St. Mary’s Approves $192.5M Operating Budget

The St. Mary’s County Commissioners have approved a $192.5 million spending plan for the upcoming fiscal year, an increase of 1.5% above the current budget. A article provides an overview of the FY12 budget.

After much debate about spending on education throughout the budget process, the commissioners supplied $77 million to public schools, an increase of $750,000 from what state rules say they must provide to give the same amount of funding per students provided last year. The county allocation to public schools was an increase of 1.4 percent.

The extra $750,000, combined with reallocation of other school funds, should rehire 18 teachers who were notified earlier that they would not be returning in the fall, the school superintendent said last week.

“There are no changes to the tax rates,” said Elaine Kramer, chief financial officer for county government, on Tuesday. “There haven’t been changes in quite some time.”

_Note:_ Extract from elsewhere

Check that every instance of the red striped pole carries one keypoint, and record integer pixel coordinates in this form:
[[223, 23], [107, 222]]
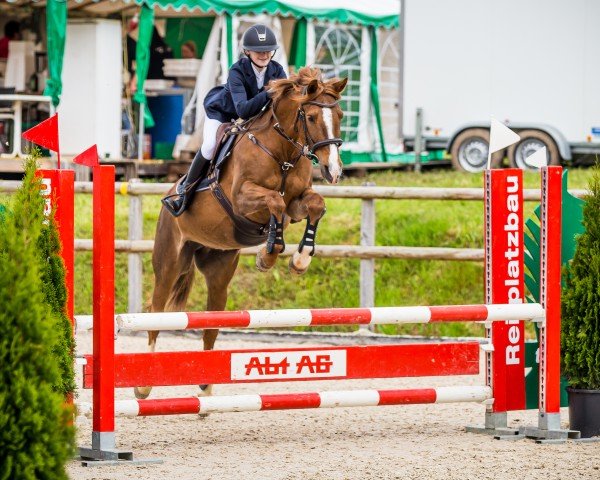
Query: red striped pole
[[287, 401], [505, 364], [103, 436], [550, 280], [332, 316]]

The property tax rate remains at 85.7 cents per $100 of assessed value, which is expected to produce $99.5 million, an increase of .3 percent. The income tax rate stays at 3 percent and income taxes are budgeted to increase by 9.2 percent, for a total of $65.5 million.

The solid waste disposal fee on property tax bills will stay at $60 a year for now. Commissioner Todd Morgan (R) had suggested raising the fee to $75 a year.

The board is carrying forth a $12 million fund balance leftover from prior years while awaiting to see how state funding and mandates play out, Kramer said. “What more will the state do?” she said.

County government now has to pay for most of the tax assessor’s office, a state entity. Some of the money to fund teacher pensions could also be passed down to counties in the future, she said.

While county government employees, approximately 650 of them, won’t be getting any pay raises in fiscal 2012, they are getting a one-time stipend $500 to full-time employees and $250 to regular part-time employees. Hourly workers, elected officials and library employees don’t get the money. The stipend will be allocated over 25 pay periods, Kramer said.

County government eliminated 21 jobs this budget cycle. That does not include a plan to privatize Marcey House and move the St. Mary’s housing authority employees off county books. Those two plans would further reduce county personnel by 24.5 jobs.

The commissioners agreed to spend $1,048,000 of their operating budget on projects, reducing the need to borrow that money and taking on new interest payments.

The capital building budget is $25.9 million and requires no borrowing from bonding agencies in fiscal 2012, Kramer said. The largest-ticket item is $8.2 million to upgrade the county’s emergency communications system. Vendor support for the current system expires in January 2014.

Non-county groups that mainly provide social services are to divvy up $1.4 million from county government.

Commissioner Dan Morris (R) said, “To those organizations … those are goody things. They make you feel good,” but they aren’t essential services, like law enforcement, transportation and education, he said.

“We have to be accountable to the taxpayer on how every dollar is spent,” said Commissioner Cindy Jones (R).

“Nobody’s going to be happy with this budget,” said Commission President Jack Russell (D). “This is a fiscal reality check. Like Kenny Rogers, you gotta play the hand that’s dealt.”

Commissioner Larry Jarboe (R) again voted against the budget as he has done since fiscal 2009. He said he opposed it because it did not provide schools an extra $1.3 million instead of just $750,000, did not reduce property taxes by $600,000 as he proposed and includes money to go forward with FDR Boulevard, a neighborhood connector road envisioned for California and Lexington Park. Jarboe said developers should pay for the road’s connection.

“Transportation infrastructure is not an amenity to businesses,” Jones said.